For jobs available on NurseFly as of Friday, January 22nd 2021, the average weekly pay for Perioperative Nurse jobs is $2,232, but can pay up to $3,400 per week. In 2021, Perioperative Nurses jobs on Nursefly paid a gross average weekly pay of $1,877 per week working an average of 36 hours per week. This includes non-taxable compensation like living stipends, meal stipends, and housing which add up to an average value of $1,026 per week.
- min - $1,544
- avg - $2,232
- max - $3,400
What does a Pre-Op nurse do?
Pre-op nurses perform all essential duties to prepare patients physically and psychologically for surgical procedures with the goal of creating positive patient outcomes. This includes collecting medical histories and vitals, while assessing patients’ conditions to ensure they’re stable enough for surgery. Pre-op nurses also ensure operative and informed consents and other documents are complete, but their primary objective is to provide emotional support to patients and their families.

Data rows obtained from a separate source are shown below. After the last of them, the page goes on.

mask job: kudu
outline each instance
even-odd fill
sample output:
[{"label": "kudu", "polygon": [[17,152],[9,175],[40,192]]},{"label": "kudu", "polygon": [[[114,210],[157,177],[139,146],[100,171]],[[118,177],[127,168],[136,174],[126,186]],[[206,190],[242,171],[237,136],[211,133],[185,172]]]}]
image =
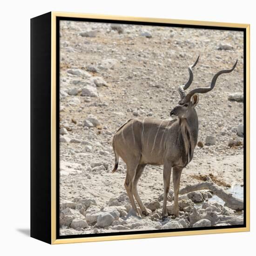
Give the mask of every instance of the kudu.
[{"label": "kudu", "polygon": [[209,87],[196,88],[186,94],[185,90],[191,84],[192,68],[195,62],[189,67],[189,78],[184,85],[179,87],[181,100],[171,111],[172,120],[163,120],[152,117],[130,119],[123,124],[114,135],[112,145],[115,156],[115,164],[112,173],[118,166],[120,156],[127,165],[124,186],[133,208],[140,215],[134,195],[142,214],[148,212],[140,199],[137,190],[138,181],[147,164],[163,164],[164,196],[162,217],[168,216],[166,207],[170,179],[173,169],[175,214],[179,216],[178,202],[180,180],[182,169],[192,160],[197,142],[198,119],[195,107],[198,102],[198,94],[211,91],[218,77],[232,72],[237,60],[230,69],[218,72],[212,79]]}]

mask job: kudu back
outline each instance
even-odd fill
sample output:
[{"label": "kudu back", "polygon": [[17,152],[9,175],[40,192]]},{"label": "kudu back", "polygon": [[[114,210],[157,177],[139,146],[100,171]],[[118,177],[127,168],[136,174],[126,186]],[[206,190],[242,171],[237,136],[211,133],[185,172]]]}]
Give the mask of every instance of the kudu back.
[{"label": "kudu back", "polygon": [[[133,208],[138,215],[147,216],[148,212],[142,202],[137,190],[138,181],[147,164],[163,165],[164,196],[162,217],[168,216],[166,208],[172,169],[174,190],[175,214],[179,216],[178,203],[181,175],[183,168],[193,159],[197,142],[198,119],[195,107],[198,102],[198,94],[212,90],[218,77],[232,72],[237,60],[230,69],[218,72],[212,79],[209,87],[196,88],[186,94],[185,90],[193,79],[192,68],[195,62],[189,67],[189,77],[184,85],[179,87],[180,100],[171,111],[171,121],[153,117],[130,119],[123,124],[114,135],[112,145],[115,164],[112,173],[118,166],[119,157],[127,165],[124,186]],[[135,198],[141,211],[139,213]]]}]

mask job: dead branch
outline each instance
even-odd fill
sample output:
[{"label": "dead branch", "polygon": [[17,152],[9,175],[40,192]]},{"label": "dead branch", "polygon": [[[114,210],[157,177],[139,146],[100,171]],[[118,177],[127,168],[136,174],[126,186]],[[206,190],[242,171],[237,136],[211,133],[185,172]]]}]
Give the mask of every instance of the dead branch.
[{"label": "dead branch", "polygon": [[241,210],[243,209],[243,201],[234,196],[232,194],[225,191],[213,182],[209,177],[206,182],[195,185],[188,185],[180,190],[180,195],[188,194],[190,192],[209,189],[225,202],[225,206],[231,209]]}]

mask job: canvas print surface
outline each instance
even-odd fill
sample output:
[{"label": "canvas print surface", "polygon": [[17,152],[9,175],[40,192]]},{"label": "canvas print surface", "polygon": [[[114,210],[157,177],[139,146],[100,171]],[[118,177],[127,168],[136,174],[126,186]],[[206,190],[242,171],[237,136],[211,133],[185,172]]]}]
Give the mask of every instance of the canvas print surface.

This includes explaining specific details about patients’ procedures and answering questions to reduce apprehension. Other duties a pre-op nurse might perform include:
Performing necessary pre-op tests, such as chest x-rays or blood glucose measurements
Starting intravenous catheters
Applying monitoring equipment, including pulse oximeters
Cleansing and/or shaving procedure areas
Ensuring patients void before surgery
Administering prescribed preoperative medications
Monitoring patients and their vital signs
Maintaining patients' baseline hemodynamic statuses
Identifying expected patient outcomes
Troubleshooting potential problems before bringing patients to the OR suite
Communicating with other surgical team members to ensure consistent patient care
Maintaining and restocking supplies and equipment in preoperative holding area
Where do Pre-Op nurses work?
Pre-op nurses work within the preoperative holding areas in the surgical unit of hospitals and medical centers. They may also work in ambulatory or outpatient surgical centers, teaching hospitals, children’s hospitals, and cancer centers.
What skills make a good Pre-Op nurse?
RNs who work in pre-op have specialized knowledge and skills in perioperative nursing and surgical equipment, and advanced knowledge in acute patient care and assessment techniques. They excel at establishing rapport with patients through empathy, compassion, and their solid interpersonal, verbal, and nonverbal communication skills. These skills help them effectively gather patient information, while also communicating with patients so they fully understand their upcoming procedures. Good pre-op nurses are organized and detail-oriented, so they can gather lots of data in short amounts of time without making patients feel rushed. Other desirable skills include prioritization, interdisciplinary teamwork, and leadership skills to effectively work as part of a surgical nursing team.
How to become a Pre-Op Travel Nurse
Pre-op travel nurses must be registered RNs, which requires an associate or a bachelor’s degree in nursing from an accredited institution, passing the NCLEX-RN exam and completing licensing requirements. RNs must also obtain Basic Life Support certification, plus Advanced Cardiovascular Life Support when working with adults and Pediatric Advanced Life Support when working with infants or children. Most travel pre-op nursing jobs prefer applicants with previous surgery experience.